Because our models are quite poor at predicting images without pneumonia correctly, they could falsely flag patients as having pneumonia, which may lead them to incur unnecessary medical expenses. Based on the background of these patients, this could seriously affect patients who struggle financially.
Our group personally enjoyed and had an interest in each of the algorithms that we worked on and took this project as a learning experience to expand our knowledge on what image vectorization and binary classification algorithms are out there and how they differ from what we have learned through our class assignments.
Based on our experiments, we believe if our project can help inform image classification tasks, especially those in the medical field, then the world can become a better place by being able to help people detect illnesses earlier and possibly save lives.
Materials
Our data comes from the Pneumonia Chest X-ray dataset on Kaggle. This data came from the Guangzhou Women and Children’s Medical Center. Samples were collected from patients and labels were created by pneumonia specialists, with two specialists making labels and then a third corroborating the label of normal or pneumonia. Our data lacks information regarding the severity or time span of the pneumonia for positive cases, meaning that the model has no clear way of understanding which X-rays should be encoded closer or further away from the normal cases. Additionally, the dataset has a 64% / 36% split, with the majority of X-rays containing positive cases of pneumonia. This bias happens to work out well for mitigating false negatives; however, it makes models have more difficulty understanding when an X-ray is normal.
Results
As demonstrated before, the models contained much higher precision rates than recall in order to catch more of the positive pneumonia cases due to their costliness as compared to the costs associated with missing a normal case. Within the models, the transformer did the best, with the highest recall and precision of 93% and 41% respectively. The F-1 score of 57% suggests that the model was beginning to learn differences between the classes but still encountered much difficulty. This is also present in the 3-D PCA plot of the latent vectors where it becomes evident that many of the embeddings are caught in an overlapping region where both classes meet. The results suggest that the image embeddings need more fine-tuning to increase accuracy and recall.
Conclusions
The project accomplished many of the goals that we set out to accomplish during the duration of this project and also failed to meet others. We got a working convolutional neural network to embed the images and learn important features of those images. We correctly identify 93% of all pneumonia cases. On the other hand, we correctly identify less than half of all normal cases.
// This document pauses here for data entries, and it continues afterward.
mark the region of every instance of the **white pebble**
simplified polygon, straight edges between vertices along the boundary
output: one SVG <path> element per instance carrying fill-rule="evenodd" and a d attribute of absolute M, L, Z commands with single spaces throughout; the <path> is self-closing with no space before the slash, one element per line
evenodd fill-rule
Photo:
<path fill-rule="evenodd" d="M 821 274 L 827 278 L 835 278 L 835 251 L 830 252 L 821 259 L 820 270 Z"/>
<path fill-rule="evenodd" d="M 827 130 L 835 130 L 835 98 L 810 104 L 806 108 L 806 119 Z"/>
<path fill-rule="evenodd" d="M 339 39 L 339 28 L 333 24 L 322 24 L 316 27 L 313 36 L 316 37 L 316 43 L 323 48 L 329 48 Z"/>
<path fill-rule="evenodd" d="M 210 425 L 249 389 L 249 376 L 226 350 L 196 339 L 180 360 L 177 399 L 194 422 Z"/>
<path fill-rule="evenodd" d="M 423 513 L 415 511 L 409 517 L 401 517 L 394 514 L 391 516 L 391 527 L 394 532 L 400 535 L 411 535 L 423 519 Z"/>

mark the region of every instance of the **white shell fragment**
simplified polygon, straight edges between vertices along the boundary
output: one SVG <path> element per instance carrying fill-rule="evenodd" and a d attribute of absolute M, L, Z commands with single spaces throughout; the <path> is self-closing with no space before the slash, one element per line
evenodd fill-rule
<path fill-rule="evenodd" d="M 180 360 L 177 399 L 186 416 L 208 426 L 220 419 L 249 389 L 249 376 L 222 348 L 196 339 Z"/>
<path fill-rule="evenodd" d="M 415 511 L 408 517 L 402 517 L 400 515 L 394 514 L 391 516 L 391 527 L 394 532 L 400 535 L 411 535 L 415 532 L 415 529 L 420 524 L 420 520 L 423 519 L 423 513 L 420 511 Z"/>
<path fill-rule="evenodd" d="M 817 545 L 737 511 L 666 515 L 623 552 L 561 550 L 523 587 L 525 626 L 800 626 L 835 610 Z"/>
This project demonstrates the difficulty of complex machine learning tasks without good computational resources. Running and auditing the CNN alone takes two hours per run with a GPU. Due to this constraint, we were unable to readily take advantage of all of the data available. Additionally, the binary classification models also took 5–15 minutes depending on the model. The most apparent hurdle in this project was creating a complex model while also being able to run it in a reasonable amount of time. Other pneumonia binary classification projects are able to get higher accuracy through the usage of pre-made ResNet models. These models are trained on millions of images and use residual connections to improve the performance of neural networks. If we had more time, we would do a more thorough error analysis of misclassified normal images to understand what features the model is missing and improve the architecture to capture that feature. Additionally, we would utilize more of the training data without run-time constraints and try adopting residual neural network architecture to improve performance.